Il protocollo di morte portato avanti dal dottor Sanchez è ormai dunque irreversibile. La sua ostinazione è stata tale che non ha avuto tentennamenti nemmeno durante questi sette, lunghi, giorni di agonia. Giorni miracolosi in quanto solo una forza soprannaturale può tenere in vita un uomo senza idratazione così a lungo. Eppure Vincent ha resistito, come a voler dare a chi lo stava uccidendo una possibilità di fermarsi, di convertirsi, di #restareumani, come direbbe qualcuno. Ma non è accaduto, Vincent Lambert muore. Sembra inevitabile. Immolato sull’altare dell’eutanasia, perché in Francia come in Italia c’è già chi sta usando questa morte straziante per fame e per sete per chiedere una morte molto più “dignitosa”, molto più buona, molto più dolce, quella tramite eutanasia. Sembra di sentire Berlicche che sussurra nell’orecchio: “Non sarebbe stata meglio una puntura rapida e indolore?”.
Il mondo la vorrebbe così, la morte, rapida e indolore. Vincent Lambert invece – che è nel mondo ma non del mondo – la onora morendo come Cristo in croce, condannato a morte da innocente. Sua madre Viviane è la Stabat Mater della Francia di Macron. Suo figlio soppresso come avveniva nella Germania di Hitler. Paragone che scandalizza i paladini dell’autodeterminazione, granitici nel perseguire la morte anche quando un uomo non ha determinato nulla di questa fine atroce.
Però, semplicemente stando, inchiodato al suo letto – lo ripetiamo fino allo sfinimento, non era in fin di vita, era semplicemente un disabile grave – Vincent Lambert ha toccato i cuori di migliaia di persone lontanissime da lui, piegato centinaia di ginocchia e fatto salire al Cielo fiumi di preghiere. Preghiere per la vita, ma soprattutto per la conversione dei servitori della morte. Quanti frutti vedremo da questo seme che muore? Alcuni sono già qui.

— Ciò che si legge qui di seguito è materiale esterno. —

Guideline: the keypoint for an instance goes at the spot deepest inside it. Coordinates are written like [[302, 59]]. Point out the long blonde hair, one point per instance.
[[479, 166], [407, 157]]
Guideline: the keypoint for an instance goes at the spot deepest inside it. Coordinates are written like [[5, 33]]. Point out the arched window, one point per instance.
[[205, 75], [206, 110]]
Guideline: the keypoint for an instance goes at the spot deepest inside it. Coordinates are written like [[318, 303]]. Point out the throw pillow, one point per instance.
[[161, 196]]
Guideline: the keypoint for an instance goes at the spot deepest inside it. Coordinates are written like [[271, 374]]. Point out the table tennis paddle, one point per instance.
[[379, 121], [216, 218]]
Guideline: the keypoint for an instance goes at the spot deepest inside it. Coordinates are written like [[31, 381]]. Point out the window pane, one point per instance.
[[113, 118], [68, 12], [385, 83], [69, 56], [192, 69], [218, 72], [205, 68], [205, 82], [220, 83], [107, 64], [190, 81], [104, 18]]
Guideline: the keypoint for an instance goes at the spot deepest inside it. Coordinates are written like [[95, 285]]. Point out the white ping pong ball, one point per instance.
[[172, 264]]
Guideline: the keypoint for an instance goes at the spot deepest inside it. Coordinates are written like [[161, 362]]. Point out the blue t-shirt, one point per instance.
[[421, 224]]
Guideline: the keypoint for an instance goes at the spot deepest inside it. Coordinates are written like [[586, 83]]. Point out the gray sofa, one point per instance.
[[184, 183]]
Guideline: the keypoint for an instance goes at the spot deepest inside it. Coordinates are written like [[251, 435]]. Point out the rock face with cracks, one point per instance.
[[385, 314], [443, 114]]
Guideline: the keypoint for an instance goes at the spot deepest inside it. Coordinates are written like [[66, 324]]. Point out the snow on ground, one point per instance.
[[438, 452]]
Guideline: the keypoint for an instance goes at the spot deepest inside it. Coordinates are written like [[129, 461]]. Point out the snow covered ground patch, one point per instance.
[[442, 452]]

L’esercito orante – come è stato per Charlie e Alfie – ha risposto anche in Italia. Il 10 luglio, alle 18.30, in piazza Montecitorio a Roma è previsto un evento apartitico «fieramente confessionale», un Rosario, che sarà recitato «per Vincent Lambert e tutte le vittime silenziose di questa strage ideologica che introduce il concetto dello scarto umano; che non cura le ferite dell’uomo, ma che spinge a calpestare ciò che lo rende unico, il mistero».
Il 12 luglio invece, alle 18.00 a Genova, sempre per Lambert, scenderanno in piazza le Sentinelle In Piedi. Nel volantino un chiaro appello alla politica affinché «si ribadisca che l’istigazione al suicidio è un reato, senza se e senza ma». Il riferimento è alla scadenza del 24 settembre imposta dalla Corte Costituzionale al Parlamento affinché legiferi e introduca de facto l’eutanasia per il nostro Paese. Sapremo alzarci in piedi di fronte a questo? Possiamo forse non farlo di fronte all’ingiusta morte di Lambert e al fatto che potrebbe accadere anche a noi?